アラビア数字をヨーロッパに紹介したレオナルド・フィボナッチ
12世紀から13世紀にかけてのイタリアの数学者レオナルド・ダ・ピサ(ピサのレオナルド)は,後に誤った名前「レオナルド・フィボナッチ」で知られるようになります.これは「ボナッチの息子レオナルド」という意味なんだそうです.
レオナルド・フィボナッチは「インド・アラビア数字」をヨーロッパに紹介した人物です.彼はエジプト,シリア,ギリシアを旅して当地の数学を学びました.そして彼が1202年に著した「算盤の書」 (Liber abaci) でインド・アラビア数字をヨーロッパに紹介しました.
インド・アラビア数字というのは,我々が普段使っている数字そのもので,略してアラビア数字と呼ぶこともあります.少し混乱するところなのですが,アラブ世界最大の国エジプトで現在使われている数字は「アラビア・インド数字」と言って,字の形が異なるのですよね.アラビア・インド数字の時計はこんな感じになります.

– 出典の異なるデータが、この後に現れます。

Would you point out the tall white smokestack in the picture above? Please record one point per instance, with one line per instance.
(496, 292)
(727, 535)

カイロの時計 (Ajfweb, CC BY-SA 3.0)
なお英語圏ではインド・アラビア数字のことを Arabic numerals (アラビア数字)と言い,アラビア・インド数字のことを Eastern Arabic numerals (東アラビア数字)と言うようです.
なぜフィボナッチが「インド・アラビア数字」をヨーロッパに紹介したのかというと,それまでヨーロッパで使われていた「ローマ数字」が計算に恐ろしく不向きだったからなんですよね.

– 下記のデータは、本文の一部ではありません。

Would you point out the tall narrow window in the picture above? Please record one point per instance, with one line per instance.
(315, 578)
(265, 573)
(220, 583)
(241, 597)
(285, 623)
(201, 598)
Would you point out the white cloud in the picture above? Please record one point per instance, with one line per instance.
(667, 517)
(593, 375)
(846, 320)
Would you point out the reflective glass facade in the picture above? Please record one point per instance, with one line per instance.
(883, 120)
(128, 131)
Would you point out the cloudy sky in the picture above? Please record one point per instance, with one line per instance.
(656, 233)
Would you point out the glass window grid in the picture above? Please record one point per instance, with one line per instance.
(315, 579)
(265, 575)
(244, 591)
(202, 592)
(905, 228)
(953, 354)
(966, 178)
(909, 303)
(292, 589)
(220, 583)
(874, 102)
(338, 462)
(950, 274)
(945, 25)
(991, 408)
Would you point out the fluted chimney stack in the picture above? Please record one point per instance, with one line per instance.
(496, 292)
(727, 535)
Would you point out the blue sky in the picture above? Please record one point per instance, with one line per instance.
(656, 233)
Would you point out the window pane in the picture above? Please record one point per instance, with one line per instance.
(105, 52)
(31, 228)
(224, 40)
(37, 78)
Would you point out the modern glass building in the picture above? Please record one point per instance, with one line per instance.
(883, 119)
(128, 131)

ローマ数字では 1, 2, 3, 4, 5, 6, 7, 8, 9, 10 が I, II, III, IV, V, VI, VII, VIII, IX, X になります.また 50, 100, 500, 1000 はそれぞれ L, C, D, M になります.基本的には大きい数字から小さい数字を並べて,全てを足し合わせます.例えば2021は1000が二つ,10が二つ,1が一つですからMMXXIになります.また10までの数字と同じく,小さい数字を大きい数字の左側に書いた場合は,大きい数字から小さい数字を引きます.例えば300は100が三つなのでCCCですが,400は500から100を引くのでCDになります.

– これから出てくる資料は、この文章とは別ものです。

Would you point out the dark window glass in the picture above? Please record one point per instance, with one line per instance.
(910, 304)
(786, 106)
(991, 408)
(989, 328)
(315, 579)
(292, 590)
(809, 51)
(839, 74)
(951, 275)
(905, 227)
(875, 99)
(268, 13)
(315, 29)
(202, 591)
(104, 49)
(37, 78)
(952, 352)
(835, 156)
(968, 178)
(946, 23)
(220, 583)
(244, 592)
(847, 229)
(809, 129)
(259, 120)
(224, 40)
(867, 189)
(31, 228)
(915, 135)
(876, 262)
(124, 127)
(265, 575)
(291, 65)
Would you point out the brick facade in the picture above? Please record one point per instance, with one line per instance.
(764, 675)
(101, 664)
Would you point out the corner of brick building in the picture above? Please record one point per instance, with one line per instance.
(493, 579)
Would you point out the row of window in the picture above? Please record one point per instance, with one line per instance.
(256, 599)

確かにローマ数字だと計算が難しくなりますよね.例えば190+45という何でも無い足し算も,ローマ数字を使うと
CXC + XLV = CCXXXV
となり,筆算に不便です.このまま計算しようとすると,脳内で一旦
(100+(-10)+100) + ((-10)+50+5)
を計算することになります.
そこへ行くと漢数字は,我々が普段から親しんでいることを差し引いても分かりやすいのではないでしょうか.こんな感じです.
百九十 + 四十五 = 二百三十五
漢字に慣れていなくても,脳内で
1(百)9(十)0 + 4(十)5 = 2(百)3(十)5
と読んでいけるので,筆算しやすいわけですね.
ローマ数字が東アジアに伝わっていながら普及しなかったのは,ローマ数字に漢数字を置き換えるほどの魅力が無かったからでしょう.
ただし,ローマ数字にも取り柄はあります.ローマ数字はアルファベットを使っているため,文章中に数字を隠すことが出来るのです.「イングランドの黄金期」の女王と呼ばれる「エリザベス1世」の慰霊碑には
My Day Closed Is In Immortality
(我が生涯は終われども不滅なり)
と書かれているのですが,単語の先頭の文字だけ拾っていくと MDCIII つまり1603で,エリザベス1世の崩御の年を示しています.
自然界に出てくるフィボナッチ数
フィボナッチの「算盤の書」にはもう一つの歴史的偉業が書かれています.彼は「ウサギの出生率に関する数学的解法」という節で,現代では「フィボナッチ数」と呼ばれている数字の「並び」を紹介しています.
フィボナッチ数はこんな並びです.
0, 1, 1, 2, 3, 5, 8, 13, 21, 34, 55, 89, …
法則に気づかれましたでしょうか?
フィボナッチ数は,一つ目と二つ目の数を足した数を三つ目の数にしてあるのです.ただし最初の0と1はあらかじめ決められているとします.そうすると
0: あらかじめ決められている
1: あらかじめ決められている
1: 0 + 1
2: 1 + 1
3: 1 + 2
5: 2 + 3
8: 3 + 5
13: 5+8
と言う風に続いていきますよね.
フィボナッチ数は自然界のあちこちに姿を現します.例えば「花びら」の数は,種(しゅ)によって「3枚」「5枚」「8枚」「13枚」「21枚」「34枚」「55枚」「89枚」まであるそうなのですが,全てフィボナッチ数です.また有名どころでは,ヒマワリの種(たね)の螺旋の数がフィボナッチ数になっています.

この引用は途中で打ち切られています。